Being organized doesn’t just mean having all your stuff put away and your shoes in a row. It’s a frame of mind, a lifestyle. For a lot of people, being organized is not second nature so they look for a cure for their messy minds, messy desks or messy houses. The danger in a cure that is not embraced as a lifestyle change is that it can be like the ultra-restrictive diet we take on right before swimsuit season: doomed to fail.
Instead, like a good marriage, being organized is something you have to work at. It takes effort to ensure that you are always on top of things and aren’t letting important work, decisions or tasks fall through the cracks.
Start as you mean to finish
The easiest way to start is to set up a system that works for you. Keep in mind that you don’t want to be overwhelmed by the process: you don’t want the steps you have to take to be organized to become so convoluted that it takes half of your day just to update your ‘system’. It has to make sense for you and your family.
- What are your priorities? Work? Family? BOTH?
- What do you want to focus on? If you know you tend to forget school and other activities, forms, etc., this could be your primary area of focus. If your email is the bane of your existence, start there.
- How can you make sure that you have the information you need, when you need it? And that others in your family do too?
Kicking the clutter to the curb, whether it’s on your computer, in your filing cabinet or on your kitchen table, is the first step. Once you’ve got a bit of a clean slate (the start) you can continue (as you mean to finish). See what I did there?
And be sure to first tackle the messy thing that you hate the most. Why? Because the sense of accomplishment dealing with that particular issue will carry through your other organizing tasks and it will all seem easier and more intuitive after that.
Centralize your organizing
Every home should have a central command: a place where all the information is. Phone numbers, schedules for everyone, to do lists, to buy lists, chore charts and so on. Whether that command centre is a blackboard in the kitchen, a colour coded planner on the wall or a digital system that everyone has access to on their tech, the central command needs to be the hub and it needs to be one that you are happy to use. If you aren’t, you won’t use it and neither will anyone else in the house.
- Kids noticed there’s no more milk? Put milk on the shopping list.
- Husband is home early? Check the meal plan, which is telling him to take out the frozen chilli and start thawing it.
The central command should also have a place for putting essential documentation and mail that needs to be addressed (bills, etc.) Somewhere that can’t be ignored.
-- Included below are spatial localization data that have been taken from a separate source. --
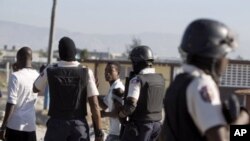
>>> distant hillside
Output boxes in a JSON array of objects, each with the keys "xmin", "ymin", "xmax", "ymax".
[
  {"xmin": 0, "ymin": 20, "xmax": 181, "ymax": 58},
  {"xmin": 1, "ymin": 20, "xmax": 249, "ymax": 60}
]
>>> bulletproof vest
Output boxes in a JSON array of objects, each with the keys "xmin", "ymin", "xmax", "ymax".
[
  {"xmin": 164, "ymin": 73, "xmax": 206, "ymax": 141},
  {"xmin": 47, "ymin": 65, "xmax": 88, "ymax": 119},
  {"xmin": 130, "ymin": 73, "xmax": 165, "ymax": 121}
]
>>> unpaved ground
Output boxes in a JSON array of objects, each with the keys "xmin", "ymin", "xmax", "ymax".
[{"xmin": 0, "ymin": 91, "xmax": 109, "ymax": 141}]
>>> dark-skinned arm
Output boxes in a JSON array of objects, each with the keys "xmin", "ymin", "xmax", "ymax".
[
  {"xmin": 88, "ymin": 96, "xmax": 104, "ymax": 141},
  {"xmin": 119, "ymin": 97, "xmax": 137, "ymax": 118},
  {"xmin": 33, "ymin": 84, "xmax": 40, "ymax": 93},
  {"xmin": 205, "ymin": 125, "xmax": 229, "ymax": 141},
  {"xmin": 0, "ymin": 103, "xmax": 15, "ymax": 140},
  {"xmin": 97, "ymin": 95, "xmax": 108, "ymax": 110},
  {"xmin": 205, "ymin": 110, "xmax": 249, "ymax": 141},
  {"xmin": 232, "ymin": 109, "xmax": 249, "ymax": 125}
]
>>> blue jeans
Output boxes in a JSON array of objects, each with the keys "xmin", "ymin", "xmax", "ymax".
[
  {"xmin": 121, "ymin": 121, "xmax": 161, "ymax": 141},
  {"xmin": 44, "ymin": 118, "xmax": 89, "ymax": 141},
  {"xmin": 43, "ymin": 86, "xmax": 50, "ymax": 110}
]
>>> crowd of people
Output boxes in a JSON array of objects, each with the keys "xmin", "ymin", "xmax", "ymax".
[{"xmin": 0, "ymin": 18, "xmax": 249, "ymax": 141}]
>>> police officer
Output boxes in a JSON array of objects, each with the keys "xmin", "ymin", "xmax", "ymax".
[
  {"xmin": 163, "ymin": 19, "xmax": 249, "ymax": 141},
  {"xmin": 119, "ymin": 45, "xmax": 165, "ymax": 141},
  {"xmin": 33, "ymin": 37, "xmax": 104, "ymax": 141}
]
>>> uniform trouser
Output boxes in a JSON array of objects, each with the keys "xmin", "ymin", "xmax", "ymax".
[
  {"xmin": 121, "ymin": 121, "xmax": 161, "ymax": 141},
  {"xmin": 5, "ymin": 127, "xmax": 36, "ymax": 141},
  {"xmin": 44, "ymin": 118, "xmax": 90, "ymax": 141},
  {"xmin": 105, "ymin": 134, "xmax": 120, "ymax": 141}
]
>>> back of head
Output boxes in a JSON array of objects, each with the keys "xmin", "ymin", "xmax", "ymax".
[
  {"xmin": 179, "ymin": 19, "xmax": 238, "ymax": 82},
  {"xmin": 17, "ymin": 47, "xmax": 32, "ymax": 61},
  {"xmin": 130, "ymin": 45, "xmax": 154, "ymax": 64},
  {"xmin": 130, "ymin": 45, "xmax": 154, "ymax": 74},
  {"xmin": 16, "ymin": 47, "xmax": 33, "ymax": 69},
  {"xmin": 179, "ymin": 18, "xmax": 237, "ymax": 62},
  {"xmin": 59, "ymin": 37, "xmax": 76, "ymax": 61}
]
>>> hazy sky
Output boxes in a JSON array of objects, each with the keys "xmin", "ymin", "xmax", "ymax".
[
  {"xmin": 0, "ymin": 0, "xmax": 249, "ymax": 34},
  {"xmin": 1, "ymin": 0, "xmax": 250, "ymax": 58}
]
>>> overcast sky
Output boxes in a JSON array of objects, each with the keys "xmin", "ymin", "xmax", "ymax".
[{"xmin": 1, "ymin": 0, "xmax": 250, "ymax": 58}]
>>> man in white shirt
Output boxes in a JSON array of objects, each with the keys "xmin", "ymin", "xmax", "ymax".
[
  {"xmin": 33, "ymin": 37, "xmax": 103, "ymax": 141},
  {"xmin": 0, "ymin": 47, "xmax": 39, "ymax": 141},
  {"xmin": 98, "ymin": 61, "xmax": 125, "ymax": 141},
  {"xmin": 164, "ymin": 19, "xmax": 249, "ymax": 141}
]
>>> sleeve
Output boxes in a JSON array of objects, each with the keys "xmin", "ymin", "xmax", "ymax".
[
  {"xmin": 112, "ymin": 81, "xmax": 125, "ymax": 104},
  {"xmin": 87, "ymin": 68, "xmax": 99, "ymax": 97},
  {"xmin": 114, "ymin": 81, "xmax": 125, "ymax": 91},
  {"xmin": 7, "ymin": 74, "xmax": 19, "ymax": 104},
  {"xmin": 127, "ymin": 76, "xmax": 141, "ymax": 100},
  {"xmin": 186, "ymin": 77, "xmax": 227, "ymax": 135},
  {"xmin": 33, "ymin": 67, "xmax": 48, "ymax": 91}
]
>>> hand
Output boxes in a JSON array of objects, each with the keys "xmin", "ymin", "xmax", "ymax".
[
  {"xmin": 100, "ymin": 110, "xmax": 106, "ymax": 117},
  {"xmin": 113, "ymin": 88, "xmax": 124, "ymax": 97},
  {"xmin": 95, "ymin": 136, "xmax": 104, "ymax": 141},
  {"xmin": 0, "ymin": 130, "xmax": 6, "ymax": 140},
  {"xmin": 119, "ymin": 117, "xmax": 128, "ymax": 125},
  {"xmin": 95, "ymin": 129, "xmax": 104, "ymax": 141},
  {"xmin": 233, "ymin": 109, "xmax": 250, "ymax": 125},
  {"xmin": 222, "ymin": 94, "xmax": 240, "ymax": 123}
]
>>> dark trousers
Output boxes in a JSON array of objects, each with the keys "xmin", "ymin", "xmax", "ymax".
[
  {"xmin": 5, "ymin": 127, "xmax": 36, "ymax": 141},
  {"xmin": 121, "ymin": 121, "xmax": 161, "ymax": 141},
  {"xmin": 44, "ymin": 118, "xmax": 90, "ymax": 141}
]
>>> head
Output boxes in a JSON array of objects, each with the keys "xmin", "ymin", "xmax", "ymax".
[
  {"xmin": 16, "ymin": 47, "xmax": 33, "ymax": 69},
  {"xmin": 59, "ymin": 37, "xmax": 77, "ymax": 61},
  {"xmin": 105, "ymin": 61, "xmax": 121, "ymax": 84},
  {"xmin": 130, "ymin": 45, "xmax": 154, "ymax": 74},
  {"xmin": 179, "ymin": 19, "xmax": 237, "ymax": 82}
]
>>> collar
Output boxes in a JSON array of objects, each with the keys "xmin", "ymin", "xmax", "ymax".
[
  {"xmin": 111, "ymin": 79, "xmax": 121, "ymax": 88},
  {"xmin": 139, "ymin": 68, "xmax": 155, "ymax": 74},
  {"xmin": 182, "ymin": 64, "xmax": 206, "ymax": 77},
  {"xmin": 57, "ymin": 61, "xmax": 80, "ymax": 67}
]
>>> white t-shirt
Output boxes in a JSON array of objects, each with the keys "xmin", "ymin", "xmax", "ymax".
[
  {"xmin": 7, "ymin": 68, "xmax": 39, "ymax": 132},
  {"xmin": 34, "ymin": 61, "xmax": 99, "ymax": 97},
  {"xmin": 183, "ymin": 64, "xmax": 227, "ymax": 135},
  {"xmin": 103, "ymin": 79, "xmax": 125, "ymax": 136}
]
Mine? A hanging basket, right beside the coffee cups. I’ll never miss it.
Of all the things in a day that need to be organized, the meal plan is probably the single most important aspect as it dominates a large part of our mornings, days, and evenings. After all, those pesky kids DO demand to be fed several times a day. That will happen a lot more easily if you have a weekly plan, including shopping lists and recipes, than if you decide to wing it (also known as going to the drive-thru or ordering pizza).
The quickest way to get into the habit of being organized is to establish a routine and stick to it. A good example is the ‘after school’ routine. The kids all learn routines at school for getting things done, so there’s no doubt that they can learn one more.
- Shoes / boots / hats / mittens / coats off and put away.
- Knapsack emptied: lunchbox in the kitchen, paperwork and agenda for signing in the ‘in basket’.
- Snack acquired.
- Homework completed.
- Secret location of the iPad revealed when #4 is done.
That’s what works for me, right now and given the ages of kids that I am dealing with. That may not be what works for you, so this kind of routine takes a little thought and a lot of repeating, at first.
You can have morning routines and bedtime routines… really, any kind of routine that you need to keep a time of day that used to be ‘crazy’ well under control. None of it is carved in stone—you don’t want to become a slave to your routines. Think of them more as a guideline to which you can return when things go off the rails (and they WILL go off the rails. Example? The holiday season!)
However you get organized, make sure that, unlike the crash swimsuit diet, it’s a sustainable plan. Something you can carry on for the long haul and come back to whenever you need it.
Do you have any tips that help you keep you and your family organized without becoming overwhelmed by the ‘system’?